From Tuesday’s session, the general budget estimate from the school board goes back to staff for either fine-tuning or an overhaul. And from there it goes to county commissioners who will discuss it in detail at a Feb. 23 budget retreat.
The idea is for commissioners to have an idea what the school board wants or needs in the way of funding and let the school board know what the commission is willing to do through the county property tax rate in the way of extra funding.
A Sunday afternoon public hearing at Houston High School in Germantown on the budget drew a standing-room-only crowd of several hundred.
A steering committee of administrators from both school systems went, in most cases, with the Memphis City Schools model over the extra cost of expanding what Shelby County Schools does across the much larger set of schools in Memphis when it comes to staffing and pupil-teacher ratios.
And those are the two areas of the most concern to parents over several public hearings in the last week.
“I think their real focus was trying to bridge the numbers gap. … You can’t just look at the numbers,” countywide school board member David Pickler said. “Our job is to get a budget that reflects the needs of the school system.”
He and school board members Mary Anne Gibson and Joe Clayton hosted the Sunday meeting with school board member Kevin Woods also in attendance.
“We have to speak with one voice,” Pickler told those at Houston High saying those who haven’t spoken up because they plan on shifting to a set of suburban school districts should be involved now in the countywide school district because the suburban school districts are “in the future.”
“It can’t be accomplished if we stay in this room and we don’t go out and advocate at our school board and demand that they level up to Shelby County Schools,” Gibson said.
Houston High School band director Jim Smith urged the school board to “submit a budget of real needs.”
“No one’s going to fire you over saying this is what you need,” he added. “You don’t have to be ashamed of doing more with less. Our issue here is we can’t do more with nothing.”
That was as close as any one got to saying what suburban residents said repeatedly as the suburban towns and cities began organizing municipal school districts – raise my taxes if you have to. I will pay more.
Instead the crowd Sunday questioned the efficiency of the Memphis City Schools system.
They also continued to voice the fear that the merger has become about what they consider to be a leveling down to Memphis City Schools standards.
Pickler and Gibson argued against the notion that the merger is about parts of both school systems coexisting across boundaries that will no longer exist later this year with the merger.

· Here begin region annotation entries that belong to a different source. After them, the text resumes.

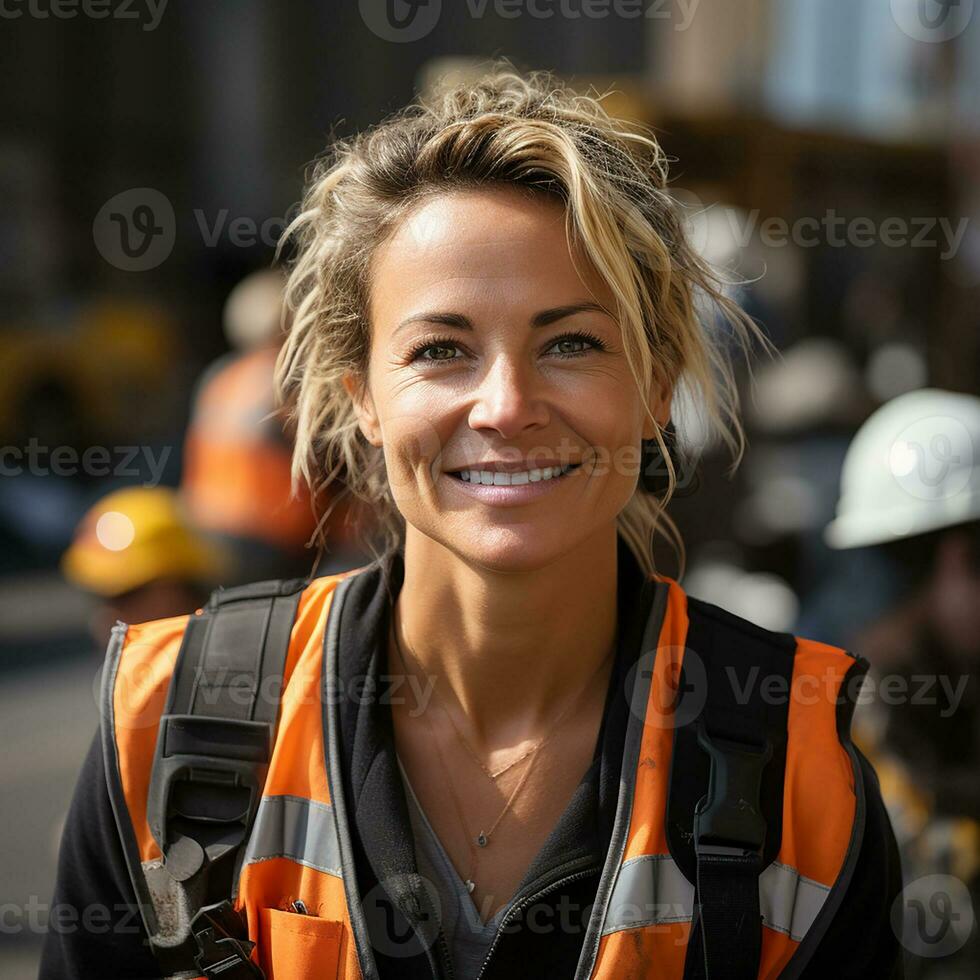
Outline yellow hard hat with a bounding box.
[61,487,225,596]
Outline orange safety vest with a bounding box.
[102,569,867,980]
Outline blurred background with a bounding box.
[0,0,980,978]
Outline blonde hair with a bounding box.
[276,59,761,575]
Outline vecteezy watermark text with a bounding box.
[0,436,173,487]
[358,0,701,44]
[0,0,167,31]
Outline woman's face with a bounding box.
[345,188,669,571]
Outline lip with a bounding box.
[445,463,582,507]
[445,458,580,473]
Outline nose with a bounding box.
[469,355,549,439]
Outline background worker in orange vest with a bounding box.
[61,486,231,648]
[826,388,980,978]
[180,269,372,585]
[41,64,901,980]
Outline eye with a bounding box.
[408,337,459,361]
[550,330,606,357]
[408,330,608,363]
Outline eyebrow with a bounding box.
[392,300,611,336]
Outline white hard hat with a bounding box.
[824,388,980,548]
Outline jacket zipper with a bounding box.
[476,859,602,980]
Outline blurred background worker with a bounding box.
[180,269,374,585]
[180,269,315,584]
[826,388,980,978]
[61,487,228,651]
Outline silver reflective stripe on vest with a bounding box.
[602,854,694,936]
[759,861,830,942]
[602,854,830,942]
[243,796,341,878]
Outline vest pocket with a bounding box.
[259,909,344,980]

Sunday’s discussion very tentatively gave voice to the idea that sentiment may be building on the school board to at least talk about seeking more than $80 million to $90 million extra in funding from the Shelby County Commission.
Shelby County Mayor Mark Luttrell has warned there is not support on the County Commission for a tax hike to fund even that much more.
Last week, county commissioners talked in general about the schools merger as they specifically discussed a single residency requirement for a countywide school system formed from two school systems that have different requirements and standards on that and other personnel policy matters.
“This is where the rubber hits the road on consolidation,” commissioner Heidi Shafer said as she suggested a phase-in period for such changes and the accompanying funding. “Consolidation does mean consolidation. I’m fine with a phased-in approach. It can be five years or so. But I think we all need to come under one umbrella at some time – not separate but equal.”
Commissioner Sidney Chism said the reality of the schools merger is already at hand.
“There’s only one system. I’m getting real tired of hearing about ‘my system,’” he said. “We’re there. … If we can’t work it out, then nobody’s afraid to go to war. It’s an easy thing to get into but it’s a big thing to get out of.”